Читать книгу The Great World War 1914–1945: 1. Lightning Strikes Twice - John Bourne - Страница 19
Chapter 4 The merchant seaman at war
ОглавлениеTony Lane
The development of submarine commerce warfare in the First World War and its extensive and systematic application in the Second World War ensured that in both wars merchant seamen were the only civilians to be killed in large numbers by military action: 14,679 in the First War, 28,000 in the Second. Where in each war the casualty rates suffered by merchant seamen were higher than those for Royal Navy seamen, in 1939–45 merchant seamen actually had a higher death rate than any of the armed forces. The wars produced a few epic encounters between lightly armed merchant ships and warships, and frequent examples of extraordinarily resourceful feats of survival in lifeboats and the nursing homeward of seriously damaged ships. Of the latter, there was the extraordinary case of the San Demetrio. Abandoned by her crew, then reboarded by those in a lifeboat unnoticed by a rescue ship, fires were extinguished and makeshift steering organised. With engines restarted, the San Demetrio limped home with her cargo of petrol – to be celebrated in a full-length feature film and a Government publication, The Saga of San Demetrio, by F. Tennyson Jesse (HMSO, 1942).
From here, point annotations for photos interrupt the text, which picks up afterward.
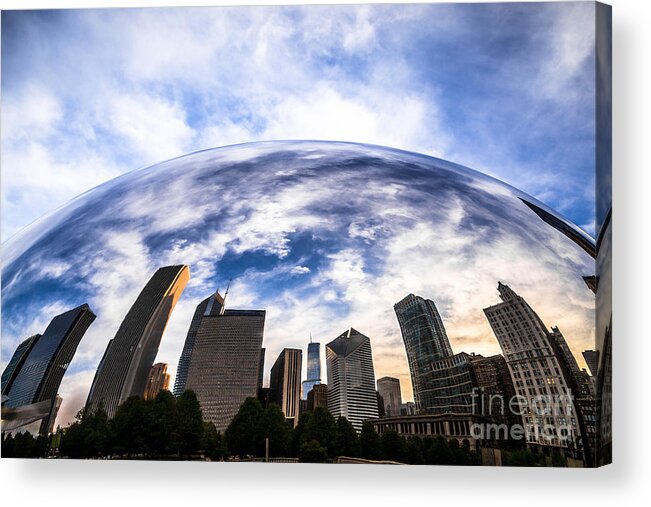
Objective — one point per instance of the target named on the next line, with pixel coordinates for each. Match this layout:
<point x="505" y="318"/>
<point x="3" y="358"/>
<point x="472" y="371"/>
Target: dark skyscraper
<point x="351" y="378"/>
<point x="124" y="369"/>
<point x="317" y="397"/>
<point x="389" y="389"/>
<point x="313" y="367"/>
<point x="43" y="369"/>
<point x="592" y="360"/>
<point x="212" y="305"/>
<point x="537" y="368"/>
<point x="425" y="342"/>
<point x="261" y="368"/>
<point x="224" y="366"/>
<point x="285" y="380"/>
<point x="16" y="362"/>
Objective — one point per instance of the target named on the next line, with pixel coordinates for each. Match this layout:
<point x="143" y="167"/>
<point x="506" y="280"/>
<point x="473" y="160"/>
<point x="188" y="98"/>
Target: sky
<point x="506" y="89"/>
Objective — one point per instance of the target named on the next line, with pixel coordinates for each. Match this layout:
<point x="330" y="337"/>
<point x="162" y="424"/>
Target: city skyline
<point x="294" y="238"/>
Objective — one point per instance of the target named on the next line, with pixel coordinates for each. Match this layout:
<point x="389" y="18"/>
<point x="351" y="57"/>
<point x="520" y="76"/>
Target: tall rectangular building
<point x="212" y="305"/>
<point x="549" y="415"/>
<point x="351" y="378"/>
<point x="389" y="389"/>
<point x="225" y="363"/>
<point x="124" y="368"/>
<point x="285" y="380"/>
<point x="159" y="380"/>
<point x="44" y="366"/>
<point x="425" y="342"/>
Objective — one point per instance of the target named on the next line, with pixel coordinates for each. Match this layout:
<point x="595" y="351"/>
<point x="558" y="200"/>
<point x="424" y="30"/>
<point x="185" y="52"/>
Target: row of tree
<point x="168" y="427"/>
<point x="163" y="427"/>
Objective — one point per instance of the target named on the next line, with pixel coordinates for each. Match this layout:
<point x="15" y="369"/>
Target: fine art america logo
<point x="547" y="417"/>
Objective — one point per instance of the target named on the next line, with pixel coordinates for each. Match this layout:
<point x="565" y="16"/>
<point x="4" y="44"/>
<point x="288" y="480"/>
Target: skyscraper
<point x="44" y="366"/>
<point x="495" y="390"/>
<point x="351" y="378"/>
<point x="285" y="380"/>
<point x="317" y="397"/>
<point x="425" y="342"/>
<point x="212" y="305"/>
<point x="313" y="367"/>
<point x="225" y="363"/>
<point x="124" y="368"/>
<point x="159" y="380"/>
<point x="261" y="368"/>
<point x="389" y="389"/>
<point x="548" y="413"/>
<point x="16" y="362"/>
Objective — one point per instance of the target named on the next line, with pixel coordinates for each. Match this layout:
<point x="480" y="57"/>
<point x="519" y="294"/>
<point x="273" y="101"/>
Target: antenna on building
<point x="225" y="294"/>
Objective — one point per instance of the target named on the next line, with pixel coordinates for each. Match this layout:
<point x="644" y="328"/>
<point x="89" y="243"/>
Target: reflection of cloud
<point x="322" y="243"/>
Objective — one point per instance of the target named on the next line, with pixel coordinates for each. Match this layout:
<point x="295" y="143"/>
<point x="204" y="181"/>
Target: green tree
<point x="369" y="441"/>
<point x="189" y="423"/>
<point x="346" y="440"/>
<point x="392" y="445"/>
<point x="312" y="452"/>
<point x="243" y="435"/>
<point x="321" y="427"/>
<point x="164" y="424"/>
<point x="274" y="426"/>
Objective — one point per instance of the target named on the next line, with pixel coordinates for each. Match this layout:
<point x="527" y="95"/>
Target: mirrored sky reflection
<point x="323" y="236"/>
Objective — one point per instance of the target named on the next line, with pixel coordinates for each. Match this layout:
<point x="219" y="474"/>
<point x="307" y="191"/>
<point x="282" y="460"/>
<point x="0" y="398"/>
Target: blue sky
<point x="507" y="89"/>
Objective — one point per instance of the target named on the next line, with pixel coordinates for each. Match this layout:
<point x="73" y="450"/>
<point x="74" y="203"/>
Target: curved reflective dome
<point x="322" y="235"/>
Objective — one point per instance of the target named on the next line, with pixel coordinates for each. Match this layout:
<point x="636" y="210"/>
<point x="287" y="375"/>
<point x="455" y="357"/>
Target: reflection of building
<point x="351" y="378"/>
<point x="389" y="389"/>
<point x="225" y="364"/>
<point x="317" y="397"/>
<point x="159" y="380"/>
<point x="285" y="379"/>
<point x="425" y="342"/>
<point x="124" y="369"/>
<point x="212" y="305"/>
<point x="549" y="416"/>
<point x="16" y="362"/>
<point x="313" y="367"/>
<point x="495" y="390"/>
<point x="43" y="368"/>
<point x="592" y="360"/>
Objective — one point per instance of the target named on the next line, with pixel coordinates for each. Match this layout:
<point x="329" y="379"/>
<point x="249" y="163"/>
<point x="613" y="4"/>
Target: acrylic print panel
<point x="253" y="234"/>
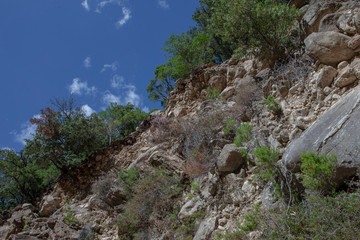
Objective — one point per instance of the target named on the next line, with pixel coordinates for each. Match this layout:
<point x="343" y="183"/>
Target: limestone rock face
<point x="230" y="159"/>
<point x="326" y="76"/>
<point x="49" y="205"/>
<point x="336" y="132"/>
<point x="190" y="208"/>
<point x="206" y="228"/>
<point x="316" y="11"/>
<point x="346" y="77"/>
<point x="329" y="47"/>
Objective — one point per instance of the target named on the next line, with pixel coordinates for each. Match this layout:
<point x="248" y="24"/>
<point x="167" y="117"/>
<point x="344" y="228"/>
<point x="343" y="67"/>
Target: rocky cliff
<point x="191" y="181"/>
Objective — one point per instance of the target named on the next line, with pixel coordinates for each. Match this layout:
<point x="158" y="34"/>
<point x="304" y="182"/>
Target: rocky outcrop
<point x="230" y="159"/>
<point x="329" y="47"/>
<point x="336" y="132"/>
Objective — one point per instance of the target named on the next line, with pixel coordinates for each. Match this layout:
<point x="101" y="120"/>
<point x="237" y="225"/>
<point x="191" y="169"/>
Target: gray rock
<point x="229" y="159"/>
<point x="316" y="11"/>
<point x="355" y="65"/>
<point x="354" y="42"/>
<point x="49" y="205"/>
<point x="326" y="76"/>
<point x="336" y="132"/>
<point x="190" y="208"/>
<point x="206" y="228"/>
<point x="346" y="77"/>
<point x="217" y="82"/>
<point x="329" y="48"/>
<point x="328" y="23"/>
<point x="345" y="22"/>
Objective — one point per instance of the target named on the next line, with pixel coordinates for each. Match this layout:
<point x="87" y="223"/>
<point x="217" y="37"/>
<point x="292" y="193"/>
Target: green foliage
<point x="318" y="217"/>
<point x="151" y="197"/>
<point x="120" y="121"/>
<point x="318" y="171"/>
<point x="259" y="27"/>
<point x="129" y="177"/>
<point x="185" y="52"/>
<point x="22" y="179"/>
<point x="272" y="105"/>
<point x="213" y="94"/>
<point x="251" y="221"/>
<point x="195" y="186"/>
<point x="70" y="218"/>
<point x="243" y="134"/>
<point x="230" y="125"/>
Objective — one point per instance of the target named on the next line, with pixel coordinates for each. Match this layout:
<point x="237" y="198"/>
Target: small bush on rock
<point x="272" y="105"/>
<point x="318" y="171"/>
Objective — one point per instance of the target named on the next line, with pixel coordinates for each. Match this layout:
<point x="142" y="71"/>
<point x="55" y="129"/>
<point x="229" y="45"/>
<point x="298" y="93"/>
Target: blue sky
<point x="98" y="50"/>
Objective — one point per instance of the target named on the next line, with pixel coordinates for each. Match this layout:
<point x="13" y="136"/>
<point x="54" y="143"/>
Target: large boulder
<point x="49" y="205"/>
<point x="336" y="132"/>
<point x="329" y="48"/>
<point x="230" y="159"/>
<point x="206" y="228"/>
<point x="316" y="10"/>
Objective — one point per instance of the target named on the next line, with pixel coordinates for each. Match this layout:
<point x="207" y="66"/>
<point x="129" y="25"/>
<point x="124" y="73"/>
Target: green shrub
<point x="213" y="94"/>
<point x="272" y="105"/>
<point x="262" y="28"/>
<point x="243" y="134"/>
<point x="129" y="177"/>
<point x="70" y="218"/>
<point x="230" y="126"/>
<point x="318" y="217"/>
<point x="251" y="221"/>
<point x="318" y="171"/>
<point x="151" y="198"/>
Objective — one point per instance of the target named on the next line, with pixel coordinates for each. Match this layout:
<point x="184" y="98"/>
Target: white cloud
<point x="117" y="81"/>
<point x="87" y="110"/>
<point x="145" y="109"/>
<point x="87" y="62"/>
<point x="7" y="148"/>
<point x="163" y="4"/>
<point x="125" y="18"/>
<point x="85" y="4"/>
<point x="113" y="67"/>
<point x="78" y="87"/>
<point x="27" y="131"/>
<point x="131" y="96"/>
<point x="104" y="3"/>
<point x="109" y="98"/>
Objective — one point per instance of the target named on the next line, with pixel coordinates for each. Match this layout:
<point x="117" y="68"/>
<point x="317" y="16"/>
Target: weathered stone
<point x="346" y="77"/>
<point x="116" y="194"/>
<point x="342" y="65"/>
<point x="206" y="228"/>
<point x="240" y="72"/>
<point x="336" y="132"/>
<point x="355" y="65"/>
<point x="354" y="42"/>
<point x="250" y="66"/>
<point x="328" y="23"/>
<point x="229" y="159"/>
<point x="325" y="76"/>
<point x="24" y="237"/>
<point x="345" y="22"/>
<point x="217" y="82"/>
<point x="315" y="12"/>
<point x="49" y="205"/>
<point x="329" y="47"/>
<point x="227" y="93"/>
<point x="180" y="111"/>
<point x="190" y="208"/>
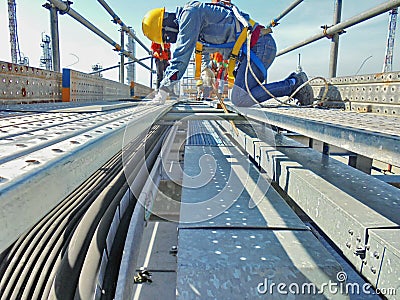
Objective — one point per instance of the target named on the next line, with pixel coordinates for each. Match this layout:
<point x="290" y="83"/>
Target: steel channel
<point x="379" y="146"/>
<point x="108" y="145"/>
<point x="63" y="218"/>
<point x="61" y="212"/>
<point x="23" y="139"/>
<point x="88" y="276"/>
<point x="30" y="254"/>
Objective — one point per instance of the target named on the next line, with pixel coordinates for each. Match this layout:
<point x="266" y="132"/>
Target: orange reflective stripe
<point x="234" y="54"/>
<point x="198" y="58"/>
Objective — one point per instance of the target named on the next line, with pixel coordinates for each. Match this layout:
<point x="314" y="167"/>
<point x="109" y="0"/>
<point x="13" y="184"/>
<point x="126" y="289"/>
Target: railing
<point x="57" y="6"/>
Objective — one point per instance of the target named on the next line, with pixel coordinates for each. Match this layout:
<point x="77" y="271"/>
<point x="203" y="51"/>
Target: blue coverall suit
<point x="216" y="24"/>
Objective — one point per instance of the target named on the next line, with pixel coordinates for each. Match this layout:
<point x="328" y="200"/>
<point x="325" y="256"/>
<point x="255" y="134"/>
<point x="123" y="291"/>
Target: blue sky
<point x="360" y="41"/>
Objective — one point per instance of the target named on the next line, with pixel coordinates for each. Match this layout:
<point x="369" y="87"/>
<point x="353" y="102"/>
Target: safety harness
<point x="236" y="46"/>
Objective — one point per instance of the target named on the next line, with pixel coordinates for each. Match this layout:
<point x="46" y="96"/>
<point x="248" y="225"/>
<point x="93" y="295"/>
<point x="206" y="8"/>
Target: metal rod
<point x="65" y="8"/>
<point x="55" y="45"/>
<point x="122" y="65"/>
<point x="335" y="40"/>
<point x="117" y="20"/>
<point x="275" y="21"/>
<point x="117" y="66"/>
<point x="380" y="9"/>
<point x="151" y="74"/>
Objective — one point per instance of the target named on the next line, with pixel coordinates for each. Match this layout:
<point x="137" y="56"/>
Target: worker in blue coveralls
<point x="217" y="27"/>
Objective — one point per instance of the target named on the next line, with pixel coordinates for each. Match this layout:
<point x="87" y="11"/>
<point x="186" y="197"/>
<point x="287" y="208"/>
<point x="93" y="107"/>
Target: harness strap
<point x="236" y="47"/>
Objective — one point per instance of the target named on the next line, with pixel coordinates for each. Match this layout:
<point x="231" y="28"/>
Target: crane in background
<point x="387" y="66"/>
<point x="16" y="56"/>
<point x="46" y="59"/>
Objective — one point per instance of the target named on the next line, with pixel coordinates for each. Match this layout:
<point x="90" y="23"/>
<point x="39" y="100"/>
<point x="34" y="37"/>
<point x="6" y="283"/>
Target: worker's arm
<point x="189" y="29"/>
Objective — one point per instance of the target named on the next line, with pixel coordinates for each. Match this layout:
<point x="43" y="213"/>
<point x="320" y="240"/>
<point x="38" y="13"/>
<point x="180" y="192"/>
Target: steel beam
<point x="373" y="137"/>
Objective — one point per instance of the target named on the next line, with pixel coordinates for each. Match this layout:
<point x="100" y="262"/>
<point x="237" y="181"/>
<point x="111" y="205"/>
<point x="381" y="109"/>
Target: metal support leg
<point x="122" y="65"/>
<point x="55" y="38"/>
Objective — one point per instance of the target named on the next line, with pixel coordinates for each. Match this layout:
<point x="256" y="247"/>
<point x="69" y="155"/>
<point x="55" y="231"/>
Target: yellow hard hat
<point x="152" y="25"/>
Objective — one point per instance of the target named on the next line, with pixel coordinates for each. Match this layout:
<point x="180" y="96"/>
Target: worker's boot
<point x="305" y="95"/>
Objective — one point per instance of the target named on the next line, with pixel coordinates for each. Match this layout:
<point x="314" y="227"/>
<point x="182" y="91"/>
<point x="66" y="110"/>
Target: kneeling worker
<point x="217" y="27"/>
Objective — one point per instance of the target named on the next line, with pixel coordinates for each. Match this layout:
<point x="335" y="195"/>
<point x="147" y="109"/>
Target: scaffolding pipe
<point x="275" y="21"/>
<point x="55" y="39"/>
<point x="125" y="28"/>
<point x="335" y="40"/>
<point x="117" y="66"/>
<point x="380" y="9"/>
<point x="122" y="63"/>
<point x="65" y="8"/>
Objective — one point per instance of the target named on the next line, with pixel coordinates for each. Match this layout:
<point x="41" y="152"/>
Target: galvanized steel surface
<point x="236" y="196"/>
<point x="373" y="136"/>
<point x="50" y="161"/>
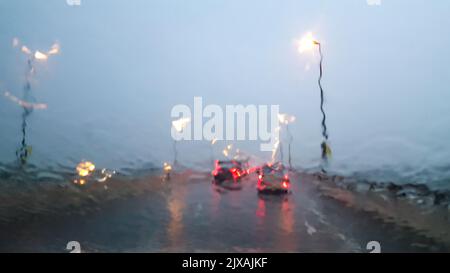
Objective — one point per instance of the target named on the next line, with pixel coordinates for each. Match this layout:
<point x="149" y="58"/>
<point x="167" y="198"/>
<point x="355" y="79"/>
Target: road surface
<point x="189" y="214"/>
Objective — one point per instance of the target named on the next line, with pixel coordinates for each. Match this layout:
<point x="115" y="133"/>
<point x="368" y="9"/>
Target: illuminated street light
<point x="24" y="151"/>
<point x="308" y="43"/>
<point x="179" y="125"/>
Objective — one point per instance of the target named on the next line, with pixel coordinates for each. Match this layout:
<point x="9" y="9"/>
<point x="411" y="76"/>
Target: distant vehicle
<point x="272" y="178"/>
<point x="228" y="170"/>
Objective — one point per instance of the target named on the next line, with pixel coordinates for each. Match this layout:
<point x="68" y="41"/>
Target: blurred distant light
<point x="307" y="43"/>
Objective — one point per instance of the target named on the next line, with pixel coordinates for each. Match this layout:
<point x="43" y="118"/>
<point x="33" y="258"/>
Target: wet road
<point x="189" y="214"/>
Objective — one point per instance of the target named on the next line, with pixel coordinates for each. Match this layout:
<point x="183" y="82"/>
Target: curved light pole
<point x="24" y="151"/>
<point x="308" y="43"/>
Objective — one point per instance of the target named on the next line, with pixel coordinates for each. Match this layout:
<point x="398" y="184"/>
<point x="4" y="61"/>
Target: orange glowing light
<point x="180" y="124"/>
<point x="167" y="167"/>
<point x="85" y="168"/>
<point x="40" y="56"/>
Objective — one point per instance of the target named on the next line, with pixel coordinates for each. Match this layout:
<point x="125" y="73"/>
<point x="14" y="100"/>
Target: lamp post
<point x="308" y="43"/>
<point x="179" y="125"/>
<point x="24" y="151"/>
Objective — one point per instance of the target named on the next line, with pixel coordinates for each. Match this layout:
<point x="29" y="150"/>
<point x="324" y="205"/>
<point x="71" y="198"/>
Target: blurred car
<point x="272" y="178"/>
<point x="228" y="170"/>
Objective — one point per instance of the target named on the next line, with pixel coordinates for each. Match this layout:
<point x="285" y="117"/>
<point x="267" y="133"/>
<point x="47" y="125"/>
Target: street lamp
<point x="179" y="125"/>
<point x="38" y="56"/>
<point x="307" y="43"/>
<point x="285" y="119"/>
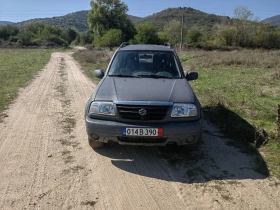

Seafarers could hardly have been unaware of their critical role in bringing in food and raw materials, or insensitive to the risks they ran; neither their exploits nor their crucial role in the supply chain seems in any way to have affected their everyday behaviour. They did not set aside their habitual independent-minded attitudes to shipboard discipline and become ‘respectable’ and orderly patriotic citizens. In both wars, merchant seamen unquestioningly adjusted to testing circumstances, but in their everyday actions they insisted on being themselves. They were intensely proud of their occupational culture, and at the heart of this fine mesh of norms and values was a profound belief in the legitimacy of resistance to breaches of customary rules of justice and fair play, and entitlement, when opportunity offered, to a ‘good run ashore’. These beliefs were not set aside in the exceptional conditions of war, and merchant seafarers could therefore seem to be both heroic and a disorderly rabble. They were neither. They were themselves.